Quando Si me pega pelo braço e me puxa para irmos embora, eu me deixo ser levada. Só percebo que Willian está atrás de mim, quando estamos chegando a saída.

O ar da noite, parece envolver meus pulmões, e eu respiro profundamente. Willian segura firme minha mão, impedindo que Si me leve até o carro.

– Namore comigo – ele diz. – Não se faça de puritana, arranjando uma desculpa para dizer não. Todo mundo sabe a vida que você tem levado, com um monte de caras e tudo o mais. E é a mesma que a minha cheia de garotas. Embora por razões diferentes, você se tornou uma pessoa como eu. Mas eu abriria mão dessa vida, para ficar apenas com você.

Eu fico confusa. Não sei se devo me sentir lisonjeada por esse pedido de namoro, ou ofendida pelas palavras que vieram a seguir, mesmo sabendo que são a verdade.

– Eu... – não consigo pensar direito, o álcool está fazendo seu trabalho direitinho deixando meus pensamentos totalmente embaralhados.

– É claro que ela nunca vai namorar com você – Si intervém e consegue pôr fim me levar para o carro.

– Pense bem, Eve. Você vai saber onde me achar quando tiver sua resposta – Ele grita, enquanto Si tenta fazer seu carro pegar. – Nó somos iguais agora. Nada mais certo que ficarmos juntos.

Quando Si consegue dar a partida, acelera o mais rápido possível. Ela não me diz nada durante o caminho, e só quando para em frente ao meu apartamento é que ela olha para mim.

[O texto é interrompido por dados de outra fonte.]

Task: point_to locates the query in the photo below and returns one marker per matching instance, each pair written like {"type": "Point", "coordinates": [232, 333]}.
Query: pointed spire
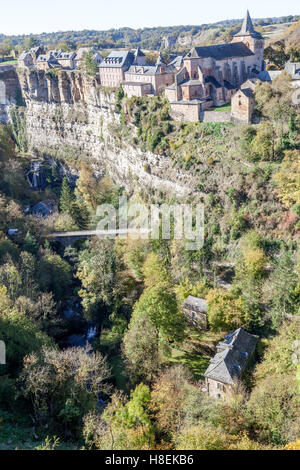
{"type": "Point", "coordinates": [247, 28]}
{"type": "Point", "coordinates": [160, 60]}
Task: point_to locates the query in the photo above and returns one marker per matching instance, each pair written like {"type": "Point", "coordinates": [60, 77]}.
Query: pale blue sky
{"type": "Point", "coordinates": [37, 16]}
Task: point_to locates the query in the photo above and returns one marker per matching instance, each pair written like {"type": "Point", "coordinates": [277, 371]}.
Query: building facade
{"type": "Point", "coordinates": [195, 311]}
{"type": "Point", "coordinates": [233, 356]}
{"type": "Point", "coordinates": [157, 77]}
{"type": "Point", "coordinates": [211, 75]}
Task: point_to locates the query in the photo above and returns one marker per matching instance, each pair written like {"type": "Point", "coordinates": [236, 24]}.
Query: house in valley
{"type": "Point", "coordinates": [143, 80]}
{"type": "Point", "coordinates": [195, 311]}
{"type": "Point", "coordinates": [25, 60]}
{"type": "Point", "coordinates": [113, 67]}
{"type": "Point", "coordinates": [233, 356]}
{"type": "Point", "coordinates": [211, 75]}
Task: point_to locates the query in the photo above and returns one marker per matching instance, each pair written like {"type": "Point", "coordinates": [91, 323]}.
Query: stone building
{"type": "Point", "coordinates": [35, 52]}
{"type": "Point", "coordinates": [47, 61]}
{"type": "Point", "coordinates": [113, 68]}
{"type": "Point", "coordinates": [243, 103]}
{"type": "Point", "coordinates": [211, 75]}
{"type": "Point", "coordinates": [195, 311]}
{"type": "Point", "coordinates": [25, 60]}
{"type": "Point", "coordinates": [97, 57]}
{"type": "Point", "coordinates": [157, 77]}
{"type": "Point", "coordinates": [227, 366]}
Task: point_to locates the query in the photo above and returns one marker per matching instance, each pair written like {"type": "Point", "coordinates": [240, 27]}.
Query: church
{"type": "Point", "coordinates": [211, 75]}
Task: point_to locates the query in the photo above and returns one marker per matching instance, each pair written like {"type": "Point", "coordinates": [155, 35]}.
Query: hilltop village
{"type": "Point", "coordinates": [132, 343]}
{"type": "Point", "coordinates": [207, 77]}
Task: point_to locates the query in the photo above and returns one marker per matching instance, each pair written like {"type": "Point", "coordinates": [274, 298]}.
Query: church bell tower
{"type": "Point", "coordinates": [252, 39]}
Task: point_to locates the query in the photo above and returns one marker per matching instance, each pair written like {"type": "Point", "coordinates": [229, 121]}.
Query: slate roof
{"type": "Point", "coordinates": [150, 69]}
{"type": "Point", "coordinates": [268, 75]}
{"type": "Point", "coordinates": [23, 55]}
{"type": "Point", "coordinates": [66, 55]}
{"type": "Point", "coordinates": [221, 51]}
{"type": "Point", "coordinates": [293, 68]}
{"type": "Point", "coordinates": [247, 28]}
{"type": "Point", "coordinates": [232, 356]}
{"type": "Point", "coordinates": [177, 62]}
{"type": "Point", "coordinates": [44, 208]}
{"type": "Point", "coordinates": [195, 303]}
{"type": "Point", "coordinates": [228, 85]}
{"type": "Point", "coordinates": [139, 53]}
{"type": "Point", "coordinates": [118, 59]}
{"type": "Point", "coordinates": [213, 81]}
{"type": "Point", "coordinates": [247, 92]}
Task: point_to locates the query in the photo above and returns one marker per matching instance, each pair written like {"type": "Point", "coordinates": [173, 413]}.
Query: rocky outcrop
{"type": "Point", "coordinates": [72, 118]}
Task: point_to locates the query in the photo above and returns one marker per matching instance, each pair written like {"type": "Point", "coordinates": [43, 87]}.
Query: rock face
{"type": "Point", "coordinates": [73, 118]}
{"type": "Point", "coordinates": [10, 92]}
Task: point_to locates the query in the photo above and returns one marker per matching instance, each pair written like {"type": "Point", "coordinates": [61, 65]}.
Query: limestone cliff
{"type": "Point", "coordinates": [71, 117]}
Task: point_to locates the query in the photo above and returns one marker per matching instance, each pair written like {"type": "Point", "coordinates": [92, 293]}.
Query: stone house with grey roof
{"type": "Point", "coordinates": [113, 68]}
{"type": "Point", "coordinates": [233, 356]}
{"type": "Point", "coordinates": [195, 311]}
{"type": "Point", "coordinates": [211, 75]}
{"type": "Point", "coordinates": [157, 77]}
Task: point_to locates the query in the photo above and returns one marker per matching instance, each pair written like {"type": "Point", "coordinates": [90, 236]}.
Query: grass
{"type": "Point", "coordinates": [225, 107]}
{"type": "Point", "coordinates": [16, 432]}
{"type": "Point", "coordinates": [9, 62]}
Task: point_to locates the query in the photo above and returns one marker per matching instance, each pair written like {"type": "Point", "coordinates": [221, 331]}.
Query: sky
{"type": "Point", "coordinates": [37, 16]}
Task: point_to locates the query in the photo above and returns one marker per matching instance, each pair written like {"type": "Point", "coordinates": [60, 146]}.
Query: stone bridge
{"type": "Point", "coordinates": [69, 238]}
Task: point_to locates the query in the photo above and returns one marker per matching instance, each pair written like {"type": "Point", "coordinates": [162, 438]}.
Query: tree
{"type": "Point", "coordinates": [30, 42]}
{"type": "Point", "coordinates": [30, 244]}
{"type": "Point", "coordinates": [54, 274]}
{"type": "Point", "coordinates": [89, 66]}
{"type": "Point", "coordinates": [141, 349]}
{"type": "Point", "coordinates": [159, 303]}
{"type": "Point", "coordinates": [154, 271]}
{"type": "Point", "coordinates": [262, 145]}
{"type": "Point", "coordinates": [225, 310]}
{"type": "Point", "coordinates": [66, 197]}
{"type": "Point", "coordinates": [97, 270]}
{"type": "Point", "coordinates": [63, 385]}
{"type": "Point", "coordinates": [287, 178]}
{"type": "Point", "coordinates": [124, 425]}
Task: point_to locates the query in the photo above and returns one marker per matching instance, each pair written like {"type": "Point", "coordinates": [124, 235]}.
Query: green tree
{"type": "Point", "coordinates": [66, 197]}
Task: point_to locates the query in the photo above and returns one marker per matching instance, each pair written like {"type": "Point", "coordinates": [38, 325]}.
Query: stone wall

– Que babaca. Acha mesmo que você aceitaria namorar com ele – Si diz, e dá risada. – Mas nunca, que isso vai acontecer.

– Pois é – eu concordo, ainda entorpecida pelo álcool. – Nunca, mesmo.

Rimos mais um pouco e em seguida ela me ajuda a chegar até meu quarto, já que os elevadores nunca estão funcionando e subir as escadas no meu estado de embriaguez se provou um pouco arriscado. Quando Si vai embora, e me deixa sozinha, jogada em minha cama, pela primeira vez em muitas noites, habitada apenas por mim, eu começo a pensar sobre o inusitado e nada romântico pedido de Willian. Dou risada sozinha, e penso que Si está certa. Isso nunca vai acontecer. Mas na verdade, desta vez, Sidney estava tremendamente enganada, foi o que descobri, não muito tempo depois.